K Yoland, Letters without an Address, Still from Video Installation, 2015.
K Yoland, Letters without an Address, Still from Video Installation, 2015.

It’s an overwhelming amount of information to process. At certain points in writing this article, I had sixteen tabs open to countless horrifying stories, many of which left me mentally raw, as though claws had been dragged across my brain. But it’s the kind of hurt that is important to experience—the kind that reminds you of the vast amount of history pressing against your 21st-century existence. This mental scarring seems to be a driving force for Yoland, as she describes how from a young age, “the news would affect me greatly and descriptions of tragedy and torture—specifically at the hands of other humans—would play on repeat in my head, making me either cry or become angry (or both). I have never seemed to accept that human beings can do awful things.”

Yet rather than focus on the sheer atrocity of such occurrences, Yoland’s work generates empathy towards the victimized. Two exhibitions which ran concurrently at The Reading Room and The McKinney Avenue Contemporary in May demonstrated her ability to sensitively diffuse pure shock and anger into a multisensory experience that sinks, rather than cuts, into your mind. Beginning with Hidden Histories at The Reading Room, Yoland presented a selection of photographs and video stills that directly relate to Dallas, including the above-mentioned KKK rally and the assassination of John F. Kennedy, addressed by a photograph of Dealey Plaza collaged with Caravaggio’s The Crucifixion of Saint Peter. Stamped with a blood red square, the image is both violent and beautiful, a nod to the gruesome idolatry that springs from the deaths of heroes and martyrs. Across the gallery two photographs of women superimposed against the background of Fair Park alluded to the butting-up of individual identities against the larger community, an issue that particularly resonated given The Reading Room’s proximity to the fair grounds.

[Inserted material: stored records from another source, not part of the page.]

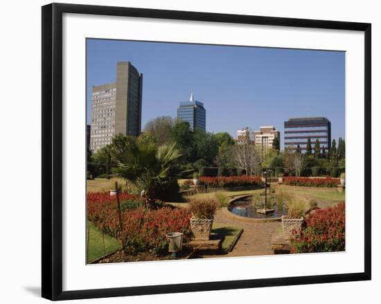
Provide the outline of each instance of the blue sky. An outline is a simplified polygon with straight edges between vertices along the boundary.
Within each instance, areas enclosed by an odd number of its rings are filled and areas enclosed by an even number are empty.
[[[285,120],[326,116],[333,138],[345,137],[344,52],[88,39],[87,60],[88,109],[91,87],[114,82],[117,62],[143,74],[142,127],[175,117],[193,90],[210,132],[274,125],[283,147]]]

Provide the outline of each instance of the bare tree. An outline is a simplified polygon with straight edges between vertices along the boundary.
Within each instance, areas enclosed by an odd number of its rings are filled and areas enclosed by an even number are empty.
[[[301,172],[304,166],[304,156],[301,153],[294,153],[294,168],[295,168],[295,175],[301,176]]]
[[[294,153],[292,152],[293,147],[285,147],[283,152],[283,165],[285,171],[287,173],[290,173],[295,168],[294,166]]]
[[[260,170],[260,152],[251,143],[242,143],[233,147],[233,160],[240,169],[246,171],[247,175],[252,176]]]
[[[153,136],[159,145],[163,145],[170,140],[172,128],[176,122],[177,119],[170,116],[157,117],[148,121],[143,131]]]

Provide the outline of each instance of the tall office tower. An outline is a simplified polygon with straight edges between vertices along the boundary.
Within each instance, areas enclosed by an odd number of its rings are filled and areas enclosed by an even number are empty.
[[[237,139],[236,139],[236,142],[237,143],[252,143],[253,137],[251,129],[246,127],[237,130]]]
[[[299,145],[305,152],[308,138],[312,149],[319,139],[321,150],[330,150],[330,121],[326,117],[303,117],[285,121],[285,147],[296,149]]]
[[[263,153],[266,153],[273,147],[272,143],[275,138],[281,141],[281,133],[274,127],[260,127],[259,131],[254,131],[254,143],[260,148]]]
[[[90,150],[96,152],[121,133],[141,129],[143,75],[130,62],[118,62],[116,82],[92,88]]]
[[[206,111],[202,102],[195,100],[193,92],[189,101],[180,102],[177,109],[177,118],[189,123],[191,130],[206,130]]]

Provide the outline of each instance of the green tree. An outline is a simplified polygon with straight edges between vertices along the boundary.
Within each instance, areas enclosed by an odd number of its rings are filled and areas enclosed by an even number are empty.
[[[272,141],[272,148],[276,151],[279,151],[281,150],[281,143],[279,142],[278,136],[275,136]]]
[[[233,166],[231,150],[236,143],[234,139],[227,132],[217,133],[213,136],[218,143],[218,154],[215,159],[215,163],[222,167]]]
[[[292,149],[290,147],[285,147],[285,150],[283,153],[283,168],[285,169],[285,172],[291,175],[291,173],[295,169],[294,166],[294,157],[295,153],[293,153]]]
[[[196,129],[193,134],[195,159],[204,159],[213,165],[218,154],[218,142],[211,133]]]
[[[320,142],[317,139],[314,146],[314,154],[317,159],[320,157]]]
[[[345,141],[341,137],[339,138],[337,145],[337,160],[345,158]]]
[[[114,163],[112,159],[111,145],[106,145],[91,156],[91,163],[95,168],[97,175],[111,173]]]
[[[217,141],[219,147],[222,145],[234,145],[234,139],[227,132],[216,133],[213,136]]]
[[[114,163],[120,161],[120,156],[123,155],[131,145],[134,145],[136,138],[132,136],[125,136],[119,133],[111,140],[110,152]]]
[[[311,145],[311,138],[308,136],[307,139],[307,146],[305,147],[305,154],[311,155],[312,154],[312,147]]]
[[[177,119],[170,116],[157,117],[145,124],[143,132],[151,134],[159,145],[163,145],[170,141],[176,122]]]
[[[194,134],[189,127],[189,123],[179,121],[175,125],[172,132],[172,142],[176,143],[177,149],[181,154],[181,161],[183,164],[193,163],[195,147]]]
[[[274,159],[278,157],[278,152],[275,149],[269,149],[267,153],[265,155],[262,161],[262,167],[263,168],[274,168],[273,166],[274,163]]]

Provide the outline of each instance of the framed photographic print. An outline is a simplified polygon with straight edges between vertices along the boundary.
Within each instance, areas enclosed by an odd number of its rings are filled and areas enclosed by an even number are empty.
[[[42,7],[42,296],[371,279],[371,24]]]

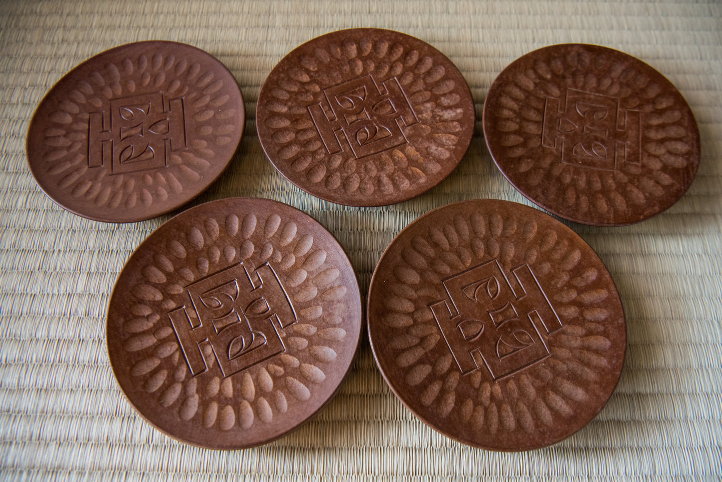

In Letters Without an Address at The MAC, the prelude of The Reading Room gave way to the full expanse of Yoland’s narrative. A four-channel video installation, featuring two large projections on the unfinished gallery’s raw brick walls, and two projections on plastic sheeting strung between beams, coalesced the multitude of stories, locations, and ideas swirling within Yoland’s work. Each video centered around general themes: Dear Charles, slavery and segregation; Dear Aunt and Uncle, physical brutality (such as the attack on Alex Johnson); Dear Samson, civic lead contamination and the false narratives of Dallas; and Dear Castle People, violence and death at the hands of police and political officials. Three of the videos featured found and shot imagery, the fourth a strikingly simple color study in various shades of human flesh, bookended by the colors of the rainbow. All had text scrolling across the screen, fictitious letters Yoland has written as one character to another. Two of the videos featured sprawling soundtracks—a mixture of Bruce Springsteen’s Born in the USA and music by Mozart played backwards and slowed down, and ambient sounds gathered from various Dallas locations —which permeated the air.

Taken as a whole, the installation was a profound visceral experience, but the details are what linger in your mind: The comparison of West Dallas’s lead problem to the crisis in Flint, Michigan; the pleas to public officials to stop unprovoked attacks against its citizens; the image of a young black man raising his arms against a wall of soldiers during the 1967 Detroit Race Riots; the moments when Yoland’s own voice, perhaps unintentionally, slips past those of her fictitious characters. The moment when the plastic sheeting billows in the wind, and the whole projection appears to slowly breathe in and out is a reminder that behind all of these stories, are the bodies of real people.